Even though the truth-in-billing requirement does not apply to service agreements, this argument supports my interpretation of the CSA and CSG. Courts have found that declarative statements are not promises when they respond to suggestions of governmental entities. Cf. Hamdi, 432 F.3d at 125. The Description section is just that type of language because — although not required by the FCC — it responds to the FCC's concern that telecommunications providers accurately describe their charges to consumers. Report and Order, 12 FCC Red. at 9211 V 855 (indicating that consumers should receive "complete information regarding the nature of the universal service contribution”).

. Although the first sentence does note that AT & T “must pay” the USF, Aplt.App. at 1665, this promise is not directed at the California residential consumers.

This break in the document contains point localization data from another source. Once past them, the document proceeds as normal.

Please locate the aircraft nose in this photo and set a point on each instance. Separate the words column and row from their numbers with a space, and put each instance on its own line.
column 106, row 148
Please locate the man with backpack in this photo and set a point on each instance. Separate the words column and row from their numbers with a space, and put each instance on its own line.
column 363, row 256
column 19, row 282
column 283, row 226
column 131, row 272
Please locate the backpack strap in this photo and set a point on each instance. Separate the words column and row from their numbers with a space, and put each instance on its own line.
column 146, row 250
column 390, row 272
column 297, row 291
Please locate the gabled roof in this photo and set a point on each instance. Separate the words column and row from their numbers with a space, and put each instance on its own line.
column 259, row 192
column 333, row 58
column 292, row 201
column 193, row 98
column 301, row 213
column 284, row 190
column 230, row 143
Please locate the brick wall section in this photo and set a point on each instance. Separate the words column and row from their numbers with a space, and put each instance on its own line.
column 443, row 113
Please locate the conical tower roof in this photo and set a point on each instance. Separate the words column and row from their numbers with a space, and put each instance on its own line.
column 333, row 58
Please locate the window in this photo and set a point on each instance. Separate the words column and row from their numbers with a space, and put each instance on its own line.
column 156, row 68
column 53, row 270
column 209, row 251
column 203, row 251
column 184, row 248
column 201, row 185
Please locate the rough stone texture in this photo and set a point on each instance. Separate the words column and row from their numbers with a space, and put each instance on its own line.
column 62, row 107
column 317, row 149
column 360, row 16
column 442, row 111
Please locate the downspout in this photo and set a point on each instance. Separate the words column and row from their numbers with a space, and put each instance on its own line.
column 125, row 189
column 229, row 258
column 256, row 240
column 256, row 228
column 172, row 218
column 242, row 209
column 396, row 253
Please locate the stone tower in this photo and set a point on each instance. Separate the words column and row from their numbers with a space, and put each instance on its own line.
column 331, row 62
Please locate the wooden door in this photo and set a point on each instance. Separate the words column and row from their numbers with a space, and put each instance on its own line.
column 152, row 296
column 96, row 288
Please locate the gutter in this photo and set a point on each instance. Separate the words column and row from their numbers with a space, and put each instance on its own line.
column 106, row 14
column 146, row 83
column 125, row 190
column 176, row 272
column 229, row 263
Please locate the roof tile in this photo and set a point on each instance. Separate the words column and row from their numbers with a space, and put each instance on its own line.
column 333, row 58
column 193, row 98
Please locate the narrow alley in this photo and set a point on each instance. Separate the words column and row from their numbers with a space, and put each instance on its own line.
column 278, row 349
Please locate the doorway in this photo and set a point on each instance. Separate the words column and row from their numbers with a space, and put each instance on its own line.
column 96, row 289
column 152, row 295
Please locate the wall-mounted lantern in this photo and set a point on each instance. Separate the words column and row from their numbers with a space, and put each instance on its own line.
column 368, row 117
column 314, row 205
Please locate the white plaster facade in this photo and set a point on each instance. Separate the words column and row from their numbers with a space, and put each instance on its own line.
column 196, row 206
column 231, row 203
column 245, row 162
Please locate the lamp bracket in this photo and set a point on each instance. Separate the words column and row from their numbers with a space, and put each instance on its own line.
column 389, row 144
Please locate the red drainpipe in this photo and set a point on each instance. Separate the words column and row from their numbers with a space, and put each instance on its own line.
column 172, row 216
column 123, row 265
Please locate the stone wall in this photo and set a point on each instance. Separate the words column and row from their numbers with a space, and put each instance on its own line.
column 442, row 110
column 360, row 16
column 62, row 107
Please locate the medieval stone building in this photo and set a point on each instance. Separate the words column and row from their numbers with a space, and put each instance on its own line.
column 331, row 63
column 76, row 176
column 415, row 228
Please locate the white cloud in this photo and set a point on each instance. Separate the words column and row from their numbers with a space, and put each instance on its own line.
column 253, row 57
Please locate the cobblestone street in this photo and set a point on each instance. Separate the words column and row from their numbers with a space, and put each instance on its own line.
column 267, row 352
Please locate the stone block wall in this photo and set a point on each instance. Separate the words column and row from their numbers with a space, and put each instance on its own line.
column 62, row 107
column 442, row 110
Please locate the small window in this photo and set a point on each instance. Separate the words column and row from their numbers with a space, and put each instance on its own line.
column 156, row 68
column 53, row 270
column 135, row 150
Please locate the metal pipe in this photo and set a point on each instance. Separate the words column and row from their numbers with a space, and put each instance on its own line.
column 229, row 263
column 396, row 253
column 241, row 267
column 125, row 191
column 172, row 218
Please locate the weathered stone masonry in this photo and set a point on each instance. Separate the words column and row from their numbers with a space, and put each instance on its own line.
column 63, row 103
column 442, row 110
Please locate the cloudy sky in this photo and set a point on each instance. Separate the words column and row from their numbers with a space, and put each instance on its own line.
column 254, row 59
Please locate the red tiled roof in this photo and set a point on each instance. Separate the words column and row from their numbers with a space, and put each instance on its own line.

. We need not reach AT & T's argument that the district court erred by converting the CSA from an individual agreement with each residential consumer into an agreement with a class of residential consumers. Although AT & T advanced the same general theory in its motions for judgment as a matter of law before the district court, Aplt.App. at 1202 (challenging "plaintiffs' attempt to transform an individual obligation ... into a promise about AT & T's aggregate collection efforts"); id. at 1274 (same), its appeal focuses on new arguments. Thus, I agree with the majority that AT & T forfeited this issue by failing to raise it before the district court. See Maj. Op. at 1208 n. 11.

. A more logical interpretation of the CSG would be to recognize that the specific UCC in the Rates and Charges section restricts or qualifies the meaning of any general promises in the Description section. See Bowmer, 428 N.Y.S.2d 902, 406 N.E.2d at 762. This interpretation would give effect to AT & T's specific promise to charge a UCC based on a certain percentage of the consumer’s total interstate and international bill. This interpretation also would give effect to AT & T's general promise in the Description section (assuming that it can be viewed as such) because it (1) would qualify the promise to collect only those amounts AT & T contributes to the USF by requiring only that AT & T attempt to balance the UCC collections against its USF contributions; and (2) would enable AT & T to amend the UCC calculation methodology, which is necessary to ensure that it collects enough to pay the fluctuating USF contribution and complies with the requirement to impose “just and reasonable” charges under 47 U.S.C. § 201(b).

. Nothing in the CSA or surrounding circumstances indicates that the parties agreed to a term of "many billing cycles," as opposed to some other period of time. In fact, the California residential consumers admit that "a[ny] defined period” could potentially constitute a reasonable period. Aplee. Opening Br. at 59. This ambiguity demonstrates that the parties never agreed on a particular time period over which to balance the collected UCC with AT & T’s USF contributions. See Restatement (Second) of Contracts § 204 cmt. c (1981) ("Where there is tacit agreement or a common tacit assumption or where a term can be supplied by logical deduction from agreed terms and the circumstances, interpretation may be enough. But interpretation may result in the conclusion that there was in fact no agreement on a particular point, and that conclusion should be accepted.... ”).